The Milton School District has decided to close the pool at Milton High School on March 1 because the HVAC system that serves the pool is on the verge of failure.
At a special school board meeting Monday night, Superintendent Tim Schigur said the system is beginning to break down. The district’s maintenance team has been making manual adjustments to keep it functional, but the system could shut down any day, he said.
Schigur and Stephen Schantz, director of buildings and grounds, concluded the pool was near the end of its life Wednesday after a couple of weeks of discussion, Schigur said.
The district will try to keep the pool open until March 1, but if the system completely breaks down before then, the pool will close immediately, Schigur said.
In a June report, engineers from consulting firm Ramaker and Associates recommended the HVAC system be replaced.
The system is located on a mezzanine level above the pool equipment room and is accessible only by a ladder and a small entrance, Schantz said. Additionally, much of the system cannot be accessed without removing surrounding walls, which would make any work on it expensive and laborious, he said.
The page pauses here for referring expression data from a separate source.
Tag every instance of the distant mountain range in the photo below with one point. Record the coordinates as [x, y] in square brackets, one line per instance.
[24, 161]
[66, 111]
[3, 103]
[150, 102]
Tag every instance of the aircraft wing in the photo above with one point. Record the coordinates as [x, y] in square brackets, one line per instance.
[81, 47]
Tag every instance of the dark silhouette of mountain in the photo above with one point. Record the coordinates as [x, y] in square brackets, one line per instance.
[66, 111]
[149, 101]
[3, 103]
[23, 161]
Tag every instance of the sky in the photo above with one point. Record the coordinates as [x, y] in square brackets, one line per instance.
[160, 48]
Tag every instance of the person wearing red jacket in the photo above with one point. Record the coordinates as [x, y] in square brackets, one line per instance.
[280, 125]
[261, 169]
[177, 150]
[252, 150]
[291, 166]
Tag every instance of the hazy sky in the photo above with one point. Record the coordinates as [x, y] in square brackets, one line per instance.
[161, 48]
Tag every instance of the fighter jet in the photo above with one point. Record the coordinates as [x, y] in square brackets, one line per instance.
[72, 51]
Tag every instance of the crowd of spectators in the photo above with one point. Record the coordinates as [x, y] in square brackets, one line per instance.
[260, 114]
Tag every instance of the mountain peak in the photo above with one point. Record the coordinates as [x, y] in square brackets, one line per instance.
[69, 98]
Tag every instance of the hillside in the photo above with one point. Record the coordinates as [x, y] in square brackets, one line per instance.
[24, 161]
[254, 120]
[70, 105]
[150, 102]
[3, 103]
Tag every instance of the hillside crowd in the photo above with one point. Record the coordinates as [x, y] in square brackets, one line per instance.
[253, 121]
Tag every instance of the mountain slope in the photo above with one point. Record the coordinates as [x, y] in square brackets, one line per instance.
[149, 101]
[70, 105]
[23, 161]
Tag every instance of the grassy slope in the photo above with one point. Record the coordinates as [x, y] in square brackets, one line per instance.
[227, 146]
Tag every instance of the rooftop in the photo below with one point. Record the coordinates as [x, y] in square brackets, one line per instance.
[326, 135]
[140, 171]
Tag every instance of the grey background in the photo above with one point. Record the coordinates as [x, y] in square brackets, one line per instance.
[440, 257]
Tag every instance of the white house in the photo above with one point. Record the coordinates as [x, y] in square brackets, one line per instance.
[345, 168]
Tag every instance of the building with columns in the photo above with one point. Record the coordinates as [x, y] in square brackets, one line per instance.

Ramaker and Associates estimated it would cost a little more than $1 million to extend the pool’s life by another five to 10 years. A new pool is estimated to cost $7.8 million.
A new pool was included in a $59.9 million draft referendum question, which the board is expected to approve next week for placement on the spring ballot.
If the referendum passes, the district will get a new pool, but it will take a few years for it to be built, Schigur said.
In that case, repairs to the existing pool could be made to keep it operational until a new pool is built. The $1.2 million needed to repair the pool space is already part of the referendum because that space will be repurposed for another use.
Board member Brian Kvapil recommended the board not make any decisions until after the referendum vote in April, but for the pool to be operational in the fall, Daryl Matzke of Ramaker said the district needs to start considering new designs as soon as possible.
The district would need to finalize a plan in March, start taking bids from contractors in April and award a bid in May.
Board members asked district staff to come back to the board with an updated cost estimate for the minimum amount of work needed to keep the pool open.
Schigur said he did not think the cost would go down significantly because building costs are increasing rapidly.
Kvapil also requested options and costs for alternative plans, such as sharing a pool with a nearby community. The high school pool is the only pool in Milton.
People watching the meeting Monday overwhelmingly disapproved of sharing a pool with another community. Many in attendance are involved in Milton swim programs.
Schigur said the district is looking into alternatives but had little time between the meeting and the HVAC system failing to do so.
If voters reject the referendum, the school board will have to decide whether to repair the pool and if so, how to fund the work.
The district can borrow up to $1 million without going to referendum, Schigur said.